Au final, un disque bouleversant comme était bouleversant « Derrière les fagots 3 ».

Les titres qui m'ont particulièrement marqué :
"Marseille" bien sûr, pour moi, c'est un peu Arbus puisque c'est là que tu me l'a faite découvrir dans ta voiture et après le vin blanc... ta confiance. Et une grande chanson qui n'a pour moi pour équivalent (au niveau de l'intensité de l'émotion) que Blanc Garlaban.
"Les amants de Chagall" chanson bleue. du rêve.
"Voyages sans fin" je me suis demandé au début de la chanson si tu te prenais pour Johnny mais j'ai écouté jusqu'au bout. une porte noire. la nuit. et tout s'éclaire. la guitare électrique aussi ! C'est bien le rôle d'un véritable artiste que de nous amener là où on ne serait pas aller tout seul, de nous faire entendre ce que nous n'aurions jamais entendu. Merci.
"Magazine" tu as écris « aux Jacques » moi j'ai pensé en l'écoutant à Jacques Bertin et, plus étonnamment, à Jacques Brel. En particulier à sa chanson « Orly ». j'aurais bien de la peine à expliquer pourquoi. Y as-tu pensé toi ?

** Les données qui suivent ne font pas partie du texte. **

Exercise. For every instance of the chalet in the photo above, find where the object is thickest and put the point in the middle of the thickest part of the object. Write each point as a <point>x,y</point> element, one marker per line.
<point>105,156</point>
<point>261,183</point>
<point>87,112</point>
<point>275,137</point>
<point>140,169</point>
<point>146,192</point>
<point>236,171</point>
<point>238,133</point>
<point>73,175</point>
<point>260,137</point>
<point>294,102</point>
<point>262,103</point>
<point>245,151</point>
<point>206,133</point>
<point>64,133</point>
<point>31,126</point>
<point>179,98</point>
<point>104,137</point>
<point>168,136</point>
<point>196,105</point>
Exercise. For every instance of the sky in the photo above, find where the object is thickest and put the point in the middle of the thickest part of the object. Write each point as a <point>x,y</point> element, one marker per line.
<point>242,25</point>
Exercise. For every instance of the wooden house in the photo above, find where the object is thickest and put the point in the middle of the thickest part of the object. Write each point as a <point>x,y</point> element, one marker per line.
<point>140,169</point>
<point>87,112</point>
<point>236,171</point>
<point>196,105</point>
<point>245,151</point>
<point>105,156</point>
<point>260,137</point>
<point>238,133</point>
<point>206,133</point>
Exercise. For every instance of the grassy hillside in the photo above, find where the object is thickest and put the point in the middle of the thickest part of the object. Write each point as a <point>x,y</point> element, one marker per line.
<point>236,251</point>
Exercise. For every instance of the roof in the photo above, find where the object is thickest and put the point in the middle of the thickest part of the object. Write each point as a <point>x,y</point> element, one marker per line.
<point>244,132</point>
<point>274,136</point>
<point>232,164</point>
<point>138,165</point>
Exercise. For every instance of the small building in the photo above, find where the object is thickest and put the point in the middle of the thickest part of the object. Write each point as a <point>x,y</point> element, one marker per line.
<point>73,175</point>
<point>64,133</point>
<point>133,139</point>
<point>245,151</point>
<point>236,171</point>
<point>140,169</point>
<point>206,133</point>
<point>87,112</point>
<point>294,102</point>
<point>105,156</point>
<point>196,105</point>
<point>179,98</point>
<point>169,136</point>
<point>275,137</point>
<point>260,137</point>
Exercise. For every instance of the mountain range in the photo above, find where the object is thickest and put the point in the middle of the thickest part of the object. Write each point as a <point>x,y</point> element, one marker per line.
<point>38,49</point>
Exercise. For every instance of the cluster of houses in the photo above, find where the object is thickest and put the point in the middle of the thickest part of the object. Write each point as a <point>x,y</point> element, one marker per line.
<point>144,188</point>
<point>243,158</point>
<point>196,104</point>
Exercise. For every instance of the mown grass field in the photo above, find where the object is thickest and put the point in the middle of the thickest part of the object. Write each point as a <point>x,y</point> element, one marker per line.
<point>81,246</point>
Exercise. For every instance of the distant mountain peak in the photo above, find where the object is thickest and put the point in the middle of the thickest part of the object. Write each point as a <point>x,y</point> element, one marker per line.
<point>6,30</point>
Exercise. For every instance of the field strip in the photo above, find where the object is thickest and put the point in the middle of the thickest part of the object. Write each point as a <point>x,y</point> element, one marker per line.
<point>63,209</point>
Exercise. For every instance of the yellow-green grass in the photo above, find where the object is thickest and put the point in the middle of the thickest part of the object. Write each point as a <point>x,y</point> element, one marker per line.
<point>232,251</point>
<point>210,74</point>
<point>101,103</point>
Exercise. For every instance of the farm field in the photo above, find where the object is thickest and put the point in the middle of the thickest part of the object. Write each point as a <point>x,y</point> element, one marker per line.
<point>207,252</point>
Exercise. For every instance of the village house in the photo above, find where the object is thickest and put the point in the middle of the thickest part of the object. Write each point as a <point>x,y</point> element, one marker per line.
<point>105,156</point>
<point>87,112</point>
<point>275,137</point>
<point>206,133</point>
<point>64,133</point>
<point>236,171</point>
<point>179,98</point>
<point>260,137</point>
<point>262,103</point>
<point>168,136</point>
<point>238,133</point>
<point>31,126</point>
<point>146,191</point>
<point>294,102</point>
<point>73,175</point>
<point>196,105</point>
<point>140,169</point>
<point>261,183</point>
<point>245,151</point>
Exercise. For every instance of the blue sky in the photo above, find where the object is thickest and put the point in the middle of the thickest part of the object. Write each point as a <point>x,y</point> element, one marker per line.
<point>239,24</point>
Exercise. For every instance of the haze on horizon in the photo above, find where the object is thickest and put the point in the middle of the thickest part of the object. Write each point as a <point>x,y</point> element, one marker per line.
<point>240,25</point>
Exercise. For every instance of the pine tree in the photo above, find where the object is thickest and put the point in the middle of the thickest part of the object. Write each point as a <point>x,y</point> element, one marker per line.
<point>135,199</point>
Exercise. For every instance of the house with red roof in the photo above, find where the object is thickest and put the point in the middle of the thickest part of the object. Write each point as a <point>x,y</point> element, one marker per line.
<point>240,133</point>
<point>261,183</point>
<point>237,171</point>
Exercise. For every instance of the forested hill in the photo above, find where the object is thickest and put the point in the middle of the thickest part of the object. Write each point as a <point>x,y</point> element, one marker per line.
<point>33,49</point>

"Air triste et connu" un poème magnifique et une musique qui le porte à merveille.
Ce n'est pas la première fois que je suis ébahi en écoutant tes disques par la beauté des arrangements. Il y a là une richesse, une qualité de timbre et un sens du détail qui à chaque fois me font penser à Ravel (à l' «introduction et allegro pour harpe » par exemple). Tu vas sans doute te dire que j'exagère mais je te promets que je l'ai pensé en écoutant « Marin des routes » et je le pense à nouveau avec ce disque-là. Persiste et signe.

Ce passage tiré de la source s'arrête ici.